Core Concepts
Continual pre-training of large language models initially trained on English corpora can effectively enhance their Japanese language capabilities, outperforming Japanese language models trained from scratch.
Abstract
This study presents the development of Swallow, a large language model (LLM) with enhanced Japanese capabilities, through continual pre-training on Llama 2 models. The key insights are:
Continual pre-training on Japanese corpora significantly improves the performance of Llama 2 models on Japanese tasks, especially in question answering, by up to 70%. The performance monotonically increases with the amount of Japanese training data.
Swallow, the continually pre-trained model, outperforms Japanese LLMs trained from scratch by 8.4 to 17.4 points on average, demonstrating the efficiency of the cross-lingual continual pre-training approach.

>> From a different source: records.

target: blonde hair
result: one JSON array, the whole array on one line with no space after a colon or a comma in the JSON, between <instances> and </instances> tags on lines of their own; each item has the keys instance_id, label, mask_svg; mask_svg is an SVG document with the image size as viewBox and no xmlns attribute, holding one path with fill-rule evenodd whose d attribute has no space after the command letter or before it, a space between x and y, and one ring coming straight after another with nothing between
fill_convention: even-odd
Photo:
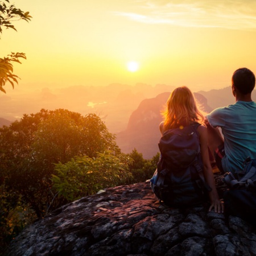
<instances>
[{"instance_id":1,"label":"blonde hair","mask_svg":"<svg viewBox=\"0 0 256 256\"><path fill-rule=\"evenodd\" d=\"M178 87L171 93L163 115L166 130L186 126L192 122L203 123L204 121L203 112L197 107L193 94L187 86Z\"/></svg>"}]
</instances>

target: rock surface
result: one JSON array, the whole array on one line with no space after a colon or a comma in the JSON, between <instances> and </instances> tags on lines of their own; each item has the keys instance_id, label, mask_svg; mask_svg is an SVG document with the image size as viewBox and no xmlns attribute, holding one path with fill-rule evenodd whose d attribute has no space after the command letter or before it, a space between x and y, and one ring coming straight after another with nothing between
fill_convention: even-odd
<instances>
[{"instance_id":1,"label":"rock surface","mask_svg":"<svg viewBox=\"0 0 256 256\"><path fill-rule=\"evenodd\" d=\"M220 180L217 177L219 188ZM208 206L166 207L149 182L109 188L29 226L6 255L256 255L253 228L240 218L209 212Z\"/></svg>"}]
</instances>

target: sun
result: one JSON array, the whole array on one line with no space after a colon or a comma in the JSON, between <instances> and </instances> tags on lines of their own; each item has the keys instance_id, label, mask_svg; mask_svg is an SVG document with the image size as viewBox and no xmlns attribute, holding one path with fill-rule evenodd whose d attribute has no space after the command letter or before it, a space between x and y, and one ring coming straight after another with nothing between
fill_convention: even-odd
<instances>
[{"instance_id":1,"label":"sun","mask_svg":"<svg viewBox=\"0 0 256 256\"><path fill-rule=\"evenodd\" d=\"M139 63L137 61L129 61L127 64L127 68L131 72L135 72L139 69Z\"/></svg>"}]
</instances>

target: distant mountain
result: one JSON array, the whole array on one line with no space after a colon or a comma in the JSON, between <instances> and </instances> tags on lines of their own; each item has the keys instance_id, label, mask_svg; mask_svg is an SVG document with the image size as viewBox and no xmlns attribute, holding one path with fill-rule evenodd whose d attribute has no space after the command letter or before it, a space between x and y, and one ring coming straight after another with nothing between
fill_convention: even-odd
<instances>
[{"instance_id":1,"label":"distant mountain","mask_svg":"<svg viewBox=\"0 0 256 256\"><path fill-rule=\"evenodd\" d=\"M210 90L209 92L200 90L198 93L204 96L208 100L209 106L214 109L216 108L233 104L236 102L233 96L231 86L226 87L218 90ZM251 94L253 100L256 100L256 90L253 90Z\"/></svg>"},{"instance_id":2,"label":"distant mountain","mask_svg":"<svg viewBox=\"0 0 256 256\"><path fill-rule=\"evenodd\" d=\"M160 113L170 94L170 92L166 92L144 100L133 112L126 130L117 134L117 143L122 152L130 153L135 148L146 159L151 158L158 152L158 143L160 138L159 125L163 120ZM196 93L195 96L204 111L212 110L205 97Z\"/></svg>"},{"instance_id":3,"label":"distant mountain","mask_svg":"<svg viewBox=\"0 0 256 256\"><path fill-rule=\"evenodd\" d=\"M11 122L9 120L0 117L0 127L3 127L4 125L6 126L9 126L11 123Z\"/></svg>"}]
</instances>

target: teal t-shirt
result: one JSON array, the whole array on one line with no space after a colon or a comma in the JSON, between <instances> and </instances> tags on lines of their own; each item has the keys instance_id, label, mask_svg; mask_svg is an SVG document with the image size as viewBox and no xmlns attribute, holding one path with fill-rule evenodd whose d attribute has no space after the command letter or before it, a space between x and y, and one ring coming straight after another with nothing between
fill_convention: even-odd
<instances>
[{"instance_id":1,"label":"teal t-shirt","mask_svg":"<svg viewBox=\"0 0 256 256\"><path fill-rule=\"evenodd\" d=\"M210 125L220 127L226 155L221 163L226 172L241 171L248 157L256 159L256 103L237 101L207 115Z\"/></svg>"}]
</instances>

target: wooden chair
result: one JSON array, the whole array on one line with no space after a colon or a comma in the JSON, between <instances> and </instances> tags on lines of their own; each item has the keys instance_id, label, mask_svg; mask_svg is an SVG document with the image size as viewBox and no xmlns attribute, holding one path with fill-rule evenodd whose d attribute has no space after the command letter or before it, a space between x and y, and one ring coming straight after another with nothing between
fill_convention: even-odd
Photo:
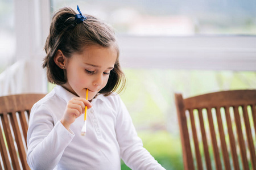
<instances>
[{"instance_id":1,"label":"wooden chair","mask_svg":"<svg viewBox=\"0 0 256 170\"><path fill-rule=\"evenodd\" d=\"M185 169L256 170L256 90L175 97Z\"/></svg>"},{"instance_id":2,"label":"wooden chair","mask_svg":"<svg viewBox=\"0 0 256 170\"><path fill-rule=\"evenodd\" d=\"M30 110L44 94L0 97L0 169L30 169L26 160Z\"/></svg>"}]
</instances>

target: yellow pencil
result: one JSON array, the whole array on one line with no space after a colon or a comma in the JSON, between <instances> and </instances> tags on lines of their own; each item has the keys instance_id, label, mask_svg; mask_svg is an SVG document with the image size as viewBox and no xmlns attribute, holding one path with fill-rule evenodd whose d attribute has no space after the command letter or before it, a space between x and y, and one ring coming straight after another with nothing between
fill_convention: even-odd
<instances>
[{"instance_id":1,"label":"yellow pencil","mask_svg":"<svg viewBox=\"0 0 256 170\"><path fill-rule=\"evenodd\" d=\"M86 88L86 96L85 96L85 99L88 100L88 89ZM85 135L86 133L86 112L87 112L87 107L85 106L84 109L84 124L82 128L82 131L81 132L81 135Z\"/></svg>"}]
</instances>

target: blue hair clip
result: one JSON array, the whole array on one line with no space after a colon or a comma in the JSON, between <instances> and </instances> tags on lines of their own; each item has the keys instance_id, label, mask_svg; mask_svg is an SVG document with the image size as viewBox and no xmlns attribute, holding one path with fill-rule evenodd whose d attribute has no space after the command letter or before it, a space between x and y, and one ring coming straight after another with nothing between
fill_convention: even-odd
<instances>
[{"instance_id":1,"label":"blue hair clip","mask_svg":"<svg viewBox=\"0 0 256 170\"><path fill-rule=\"evenodd\" d=\"M80 9L79 8L79 7L77 5L77 11L79 12L79 14L76 14L75 16L75 19L76 20L76 22L77 24L79 24L81 22L82 22L83 21L87 19L87 17L85 16L85 15L82 15L82 12L81 12Z\"/></svg>"}]
</instances>

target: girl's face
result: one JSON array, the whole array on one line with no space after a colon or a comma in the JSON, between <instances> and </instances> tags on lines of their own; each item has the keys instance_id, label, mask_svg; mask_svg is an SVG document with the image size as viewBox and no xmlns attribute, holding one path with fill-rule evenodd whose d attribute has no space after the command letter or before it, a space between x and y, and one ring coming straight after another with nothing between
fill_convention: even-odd
<instances>
[{"instance_id":1,"label":"girl's face","mask_svg":"<svg viewBox=\"0 0 256 170\"><path fill-rule=\"evenodd\" d=\"M92 45L85 48L81 53L73 54L71 57L66 58L67 81L63 86L84 98L88 88L88 100L91 100L106 85L117 57L117 50L113 46Z\"/></svg>"}]
</instances>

Vocabulary expansion, which adds Japanese characters and words to the model's vocabulary, improves computational efficiency without negatively impacting performance, except for the summarization task.
Incorporating parallel Japanese-English corpora into the continual pre-training enhances translation performance, particularly from Japanese to English, without degrading performance on other tasks.
The study provides valuable insights into effective methodologies for cross-lingual adaptation of large language models, leveraging both English and Japanese language resources.
Stats
The Swallow Corpus contains approximately 100B tokens, with 90% Japanese text and 10% English text.
The Japanese Wikipedia corpus contains 1.6B tokens.
The vocabulary expansion added 11,176 subwords to the original LLaMA tokenizer, resulting in a total vocabulary size of 43,176.
Quotes
"Continual pre-training of large language models (LLMs) initially trained on English corpus allows us to leverage the vast amount of English language resources and reduce the pre-training cost."
"Swallow achieved the highest performance in Japanese among all models developed in Japan (as of December 2023)."
"We show that continual pre-training is effective for improving Japanese abilities, especially question answering tasks that require Japanese knowledge."